The present nutrition education content and program toolkit were consistently designed to target all family members, so that siblings and peers could join the participants in focusing on healthy eating and F&V consumption not only during the intervention also maintaining healthy habits in diet and lifestyle after the intervention. Such advantageous properties of the education content and program toolkit might be useful in the childhood obesity weight management field to overcome stigmatization and build social support. It can also be generalized and scaled to other populations and communities for easy access. Another strong point of the present study is a theory-based framework that adopts an evidence-based NCP approach in childhood obesity. With this approach, it might be possible to find obesity-related behavioral and environmental factors surrounding moderate to severe obese children and adolescents. Additional strengths of the study include the educational resources and individual nutrition sessions. These methods help with engagement and support to build a ‘rapport’ between participants and their families with nutritional experts as mediators during the intervention. Additionally, the participants' use of a unique toolkit for individual strategies and goal setting that is based on the constructs of the SCT could interplay a role for participation.
Nevertheless, some limitations exist due to the lack of previous research for guiding the study protocol focused on this population.

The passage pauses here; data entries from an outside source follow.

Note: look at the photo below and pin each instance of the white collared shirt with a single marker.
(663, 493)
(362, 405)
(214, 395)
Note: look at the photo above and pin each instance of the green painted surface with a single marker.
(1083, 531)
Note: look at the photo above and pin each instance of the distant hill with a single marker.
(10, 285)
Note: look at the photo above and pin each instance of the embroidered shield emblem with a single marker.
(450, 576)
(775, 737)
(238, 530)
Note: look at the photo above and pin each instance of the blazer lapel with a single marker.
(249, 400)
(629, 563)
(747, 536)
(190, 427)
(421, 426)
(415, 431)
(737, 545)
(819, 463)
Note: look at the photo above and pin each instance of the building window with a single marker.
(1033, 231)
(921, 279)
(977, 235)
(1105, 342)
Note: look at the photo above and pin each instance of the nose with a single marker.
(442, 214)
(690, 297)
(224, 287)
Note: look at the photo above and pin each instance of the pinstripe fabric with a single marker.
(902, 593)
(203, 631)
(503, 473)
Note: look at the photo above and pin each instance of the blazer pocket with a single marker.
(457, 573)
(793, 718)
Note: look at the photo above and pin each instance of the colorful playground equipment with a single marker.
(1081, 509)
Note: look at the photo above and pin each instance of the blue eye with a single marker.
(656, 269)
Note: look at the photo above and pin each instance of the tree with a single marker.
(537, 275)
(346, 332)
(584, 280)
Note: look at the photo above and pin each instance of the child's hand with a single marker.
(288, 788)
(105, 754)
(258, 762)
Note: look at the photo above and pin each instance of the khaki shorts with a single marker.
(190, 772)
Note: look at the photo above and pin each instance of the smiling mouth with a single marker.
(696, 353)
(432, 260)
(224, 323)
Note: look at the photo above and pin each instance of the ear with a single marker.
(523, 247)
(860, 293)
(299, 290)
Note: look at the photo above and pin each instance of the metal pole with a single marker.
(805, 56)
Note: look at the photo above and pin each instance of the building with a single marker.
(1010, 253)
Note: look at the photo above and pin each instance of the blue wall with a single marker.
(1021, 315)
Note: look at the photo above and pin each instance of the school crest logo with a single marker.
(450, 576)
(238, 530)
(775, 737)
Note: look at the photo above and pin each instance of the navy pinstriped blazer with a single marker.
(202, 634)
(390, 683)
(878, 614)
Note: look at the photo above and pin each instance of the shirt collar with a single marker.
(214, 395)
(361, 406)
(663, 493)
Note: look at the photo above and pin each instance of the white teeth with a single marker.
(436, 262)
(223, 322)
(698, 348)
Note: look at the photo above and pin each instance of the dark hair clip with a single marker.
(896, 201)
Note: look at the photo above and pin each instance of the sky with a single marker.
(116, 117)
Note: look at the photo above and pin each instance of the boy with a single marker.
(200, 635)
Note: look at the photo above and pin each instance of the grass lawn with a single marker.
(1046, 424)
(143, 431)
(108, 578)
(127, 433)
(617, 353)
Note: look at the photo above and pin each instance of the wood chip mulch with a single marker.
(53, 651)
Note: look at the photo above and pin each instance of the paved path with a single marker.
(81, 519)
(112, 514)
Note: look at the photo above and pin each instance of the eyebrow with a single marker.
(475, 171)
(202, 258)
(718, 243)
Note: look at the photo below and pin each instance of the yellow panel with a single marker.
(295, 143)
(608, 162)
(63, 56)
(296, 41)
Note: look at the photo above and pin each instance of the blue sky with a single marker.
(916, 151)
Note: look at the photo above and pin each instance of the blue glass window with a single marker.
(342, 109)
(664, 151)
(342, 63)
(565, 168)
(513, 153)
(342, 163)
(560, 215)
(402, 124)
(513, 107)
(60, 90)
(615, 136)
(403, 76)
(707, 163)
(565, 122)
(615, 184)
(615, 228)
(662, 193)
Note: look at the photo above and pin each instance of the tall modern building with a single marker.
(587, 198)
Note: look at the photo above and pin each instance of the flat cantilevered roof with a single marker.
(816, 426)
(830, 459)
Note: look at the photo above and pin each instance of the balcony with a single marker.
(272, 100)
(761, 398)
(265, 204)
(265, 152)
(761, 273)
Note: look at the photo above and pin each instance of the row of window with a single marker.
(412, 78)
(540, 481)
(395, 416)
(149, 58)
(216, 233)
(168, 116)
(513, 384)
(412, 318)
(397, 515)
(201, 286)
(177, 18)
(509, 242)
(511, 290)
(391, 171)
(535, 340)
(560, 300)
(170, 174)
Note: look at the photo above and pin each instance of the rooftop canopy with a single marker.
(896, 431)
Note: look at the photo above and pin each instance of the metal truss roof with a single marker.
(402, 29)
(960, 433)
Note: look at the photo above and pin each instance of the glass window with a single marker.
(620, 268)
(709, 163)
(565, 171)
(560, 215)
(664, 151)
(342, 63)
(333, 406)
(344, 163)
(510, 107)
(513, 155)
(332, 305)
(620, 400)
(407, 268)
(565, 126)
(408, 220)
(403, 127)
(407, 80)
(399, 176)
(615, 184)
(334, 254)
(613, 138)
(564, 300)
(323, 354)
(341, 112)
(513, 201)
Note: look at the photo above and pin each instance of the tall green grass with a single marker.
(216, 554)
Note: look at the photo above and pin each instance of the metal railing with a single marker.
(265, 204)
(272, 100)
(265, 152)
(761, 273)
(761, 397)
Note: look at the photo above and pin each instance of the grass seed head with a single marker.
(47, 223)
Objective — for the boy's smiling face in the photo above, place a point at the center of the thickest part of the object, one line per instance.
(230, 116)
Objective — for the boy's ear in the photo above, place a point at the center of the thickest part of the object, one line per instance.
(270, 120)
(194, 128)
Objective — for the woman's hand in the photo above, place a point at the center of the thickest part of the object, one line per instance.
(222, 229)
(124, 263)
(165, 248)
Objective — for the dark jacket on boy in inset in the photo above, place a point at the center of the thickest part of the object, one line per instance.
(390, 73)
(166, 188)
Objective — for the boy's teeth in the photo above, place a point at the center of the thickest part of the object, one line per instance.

Therefore, the latest published formative research and childhood obesity guideline 28 were reviewed to develop the present study protocol. Secondly, a customized NCP requires sufficient time to accurately assess each participant. Therefore, a more systematic procedure (e.g., electronic or internet-based) and well-trained nutrition staff would be needed to utilize this protocol in a real setting.
A theory-based framework and evidence-based NCP study protocol were developed in the present study. In the study protocol, the obesity-related, modifiable risk factors of the participants were treated through diet and eating behaviors during the intervention. A unique project toolkit and nutrition sessions were used to improve the eating behaviors of moderate to severe obese children and adolescents by changing their unhealthy dietary habits. This nutritional intervention protocol and program might assist with implementing and disseminating further research in childhood obesity.